Leaving all this behind, the boys hastened to the hotel, where they were again disappointed, for Browning was not there. They looked at each other helplessly.

“Something serious has happened to him,” asserted Frank. “I feel it—I know it!”

“He is to blame for it all!” exploded Jack petulantly. “If he had not taken a nif, and posted off by himself, you’d never run into that joint where you had the scrap. If he’s been knocked down, and robbed, and murdered, he brought it on himself.”

Frank was beginning to feel miserable. He went to his room, where he paced up and down. Then he stole out of the hotel, all by himself, and started back along the route over which he had followed Bruce that morning. Down in the midst of the Elysian Fields he paused, and sat down, all alone, at a table, where he ordered a drink of ginger-ale, and sat sipping it.
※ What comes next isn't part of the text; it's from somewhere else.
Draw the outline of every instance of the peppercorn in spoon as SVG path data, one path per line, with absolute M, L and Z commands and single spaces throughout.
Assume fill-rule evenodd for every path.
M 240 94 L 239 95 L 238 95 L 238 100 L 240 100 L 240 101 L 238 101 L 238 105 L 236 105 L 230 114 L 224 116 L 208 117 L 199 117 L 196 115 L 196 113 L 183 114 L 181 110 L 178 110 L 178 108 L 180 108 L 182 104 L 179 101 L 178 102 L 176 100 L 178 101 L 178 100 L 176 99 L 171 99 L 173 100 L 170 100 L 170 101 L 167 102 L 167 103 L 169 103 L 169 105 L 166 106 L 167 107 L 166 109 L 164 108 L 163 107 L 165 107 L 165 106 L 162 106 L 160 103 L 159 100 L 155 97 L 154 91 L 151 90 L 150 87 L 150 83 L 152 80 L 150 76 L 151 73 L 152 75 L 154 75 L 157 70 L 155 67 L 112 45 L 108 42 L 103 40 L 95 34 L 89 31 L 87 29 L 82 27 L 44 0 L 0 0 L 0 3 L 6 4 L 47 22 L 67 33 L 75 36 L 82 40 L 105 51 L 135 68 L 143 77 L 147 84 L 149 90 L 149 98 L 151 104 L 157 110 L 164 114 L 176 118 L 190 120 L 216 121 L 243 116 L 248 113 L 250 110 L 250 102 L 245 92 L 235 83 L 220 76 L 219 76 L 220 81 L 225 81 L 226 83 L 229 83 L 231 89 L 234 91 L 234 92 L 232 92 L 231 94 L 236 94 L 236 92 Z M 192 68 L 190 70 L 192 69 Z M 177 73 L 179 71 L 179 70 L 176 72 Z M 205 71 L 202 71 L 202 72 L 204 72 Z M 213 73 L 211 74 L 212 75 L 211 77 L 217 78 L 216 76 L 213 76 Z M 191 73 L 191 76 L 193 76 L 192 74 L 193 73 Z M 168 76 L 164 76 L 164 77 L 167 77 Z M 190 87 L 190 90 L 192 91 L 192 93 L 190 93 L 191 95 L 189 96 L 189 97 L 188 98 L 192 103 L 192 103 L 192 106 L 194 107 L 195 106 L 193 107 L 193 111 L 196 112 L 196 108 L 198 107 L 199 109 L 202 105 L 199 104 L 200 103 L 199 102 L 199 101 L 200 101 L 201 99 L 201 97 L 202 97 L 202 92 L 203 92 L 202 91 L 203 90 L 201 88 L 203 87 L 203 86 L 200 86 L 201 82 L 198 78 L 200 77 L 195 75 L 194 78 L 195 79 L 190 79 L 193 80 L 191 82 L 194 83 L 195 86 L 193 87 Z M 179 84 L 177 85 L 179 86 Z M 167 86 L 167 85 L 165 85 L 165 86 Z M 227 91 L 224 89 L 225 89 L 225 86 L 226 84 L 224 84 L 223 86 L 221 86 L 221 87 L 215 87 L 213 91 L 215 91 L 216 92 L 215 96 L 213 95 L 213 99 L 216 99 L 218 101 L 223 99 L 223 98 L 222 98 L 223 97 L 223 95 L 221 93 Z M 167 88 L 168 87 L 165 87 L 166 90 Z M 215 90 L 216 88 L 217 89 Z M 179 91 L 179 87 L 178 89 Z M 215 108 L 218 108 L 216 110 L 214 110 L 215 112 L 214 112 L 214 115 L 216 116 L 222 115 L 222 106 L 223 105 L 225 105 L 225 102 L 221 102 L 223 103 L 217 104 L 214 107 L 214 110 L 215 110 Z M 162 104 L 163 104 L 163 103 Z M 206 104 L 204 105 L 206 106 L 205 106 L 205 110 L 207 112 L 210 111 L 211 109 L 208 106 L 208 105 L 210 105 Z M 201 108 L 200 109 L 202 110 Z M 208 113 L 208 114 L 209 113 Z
Frank had about made up his mind to go to the authorities, and report that the big Yale man was missing. He hated to do it, but he feared he was making a mistake in neglecting to do so. As he sat there, several persons brushed past his table. Who had dropped a slip of paper upon it, he could not tell, but he found it lying there before him.

Merry picked it up. There was writing upon the paper. It said:

“Come to the Theater of the Republic. I will meet you there. I am watching Mart Brattle, and do not wish to leave him.

Browning.”

Frank gave a great jump. He bent over, and examined the writing.

“Browning’s hand!” he exclaimed. “This is from him, but how did it get here?”